RY rotation on a qubit

Question

The classical representation of a state on the Bloch sphere is given by $|\psi\rangle = \cos \frac{\theta}{2} + e^{i \varphi} \sin \frac{\theta}{2}$.

If I want to apply a rotation around the $Y$-axis, the rotation matrix is given by

$$R_Y (\tau) = \left( \begin{matrix} \cos \frac{\tau}{2} & -\sin \frac{\tau}{2} \\ \sin \frac{\tau}{2} & \cos \frac{\tau}{2} \end{matrix} \right)$$

Then,

$$\left( \begin{matrix} \cos \frac{\tau}{2} & -\sin \frac{\tau}{2} \\ \sin \frac{\tau}{2} & \cos \frac{\tau}{2} \end{matrix} \right) \begin{pmatrix} \cos \frac{\theta}{2} \\ e^{i \varphi} \sin \frac{\theta}{2} \end{pmatrix} = \begin{pmatrix} \cos \frac{\tau}{2} \cos \frac{\theta}{2} -\sin \frac{\tau}{2} \sin \frac{\theta}{2} e^{i \varphi} \\ \sin \frac{\tau}{2} \cos \frac{\theta}{2} + \cos \frac{\tau}{2} \sin \frac{\theta}{2} e^{i \varphi}\end{pmatrix}$$

I would like to express this transformed state as the classical representation i.e., $|\psi^\prime\rangle = \cos \frac{\theta^\prime}{2} + e^{i \varphi^\prime} \sin \frac{\theta^\prime}{2}$

Is it possible? Any idea how to do it? Transform the original state in the $|+\rangle$ basis, then apply the $R_Y$ rotation which is simple (as the $R_Z$ rotation on the original state), and finally transform it back to the $|0\rangle$ basis.

Thanks for any clue.

Answer 1

Of course, it is possible, but it's unpleasant!
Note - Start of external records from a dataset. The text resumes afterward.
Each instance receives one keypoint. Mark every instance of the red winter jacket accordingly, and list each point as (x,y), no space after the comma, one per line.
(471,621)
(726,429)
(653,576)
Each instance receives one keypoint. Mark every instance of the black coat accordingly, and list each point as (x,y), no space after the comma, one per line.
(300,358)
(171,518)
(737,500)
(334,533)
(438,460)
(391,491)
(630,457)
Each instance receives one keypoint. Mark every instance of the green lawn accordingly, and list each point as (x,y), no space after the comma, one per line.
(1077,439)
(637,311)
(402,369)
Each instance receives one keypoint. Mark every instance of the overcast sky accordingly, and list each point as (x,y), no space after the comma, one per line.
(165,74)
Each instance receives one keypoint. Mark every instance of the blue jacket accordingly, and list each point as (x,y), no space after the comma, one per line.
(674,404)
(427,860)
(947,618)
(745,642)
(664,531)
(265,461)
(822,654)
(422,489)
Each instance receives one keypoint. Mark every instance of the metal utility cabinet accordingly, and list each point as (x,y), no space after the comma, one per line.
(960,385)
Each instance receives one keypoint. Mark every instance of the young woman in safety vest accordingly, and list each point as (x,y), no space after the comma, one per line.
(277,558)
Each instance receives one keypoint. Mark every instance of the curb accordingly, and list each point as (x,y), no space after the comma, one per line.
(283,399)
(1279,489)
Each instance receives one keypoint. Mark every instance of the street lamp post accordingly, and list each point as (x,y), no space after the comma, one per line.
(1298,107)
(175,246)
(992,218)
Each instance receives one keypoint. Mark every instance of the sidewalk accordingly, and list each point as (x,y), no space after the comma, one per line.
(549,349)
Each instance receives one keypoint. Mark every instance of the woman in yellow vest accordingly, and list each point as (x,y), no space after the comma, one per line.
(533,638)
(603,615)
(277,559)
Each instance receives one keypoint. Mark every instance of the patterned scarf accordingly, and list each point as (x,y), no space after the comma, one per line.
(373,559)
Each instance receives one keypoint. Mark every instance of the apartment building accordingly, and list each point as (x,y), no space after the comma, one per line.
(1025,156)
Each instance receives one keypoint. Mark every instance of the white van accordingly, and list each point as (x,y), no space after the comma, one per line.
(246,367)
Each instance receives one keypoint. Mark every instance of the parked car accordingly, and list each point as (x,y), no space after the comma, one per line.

The most inportant think to do at the start is to remove a global phase from the state. In other words, you equate $$ e^{i\gamma}\cos\frac{\theta'}{2}=\cos\frac{\tau}{2}\cos\frac{\theta}{2}-\sin\frac{\tau}{2}\sin\frac{\theta}{2} e^{i\varphi}. $$ Split this up using the modulus and the argument to get the two different parts.

Once you have that, you can solve the second part $$ e^{i\gamma}e^{i\varphi'}\sin\frac{\theta'}{2}=\sin\frac{\tau}{2}\cos\frac{\theta}{2}+\cos\frac{\tau}{2}\sin\frac{\theta}{2} e^{i\varphi}. $$ The modulus should automatically be correct, so it's just the argument you're looking at to find $\varphi'$.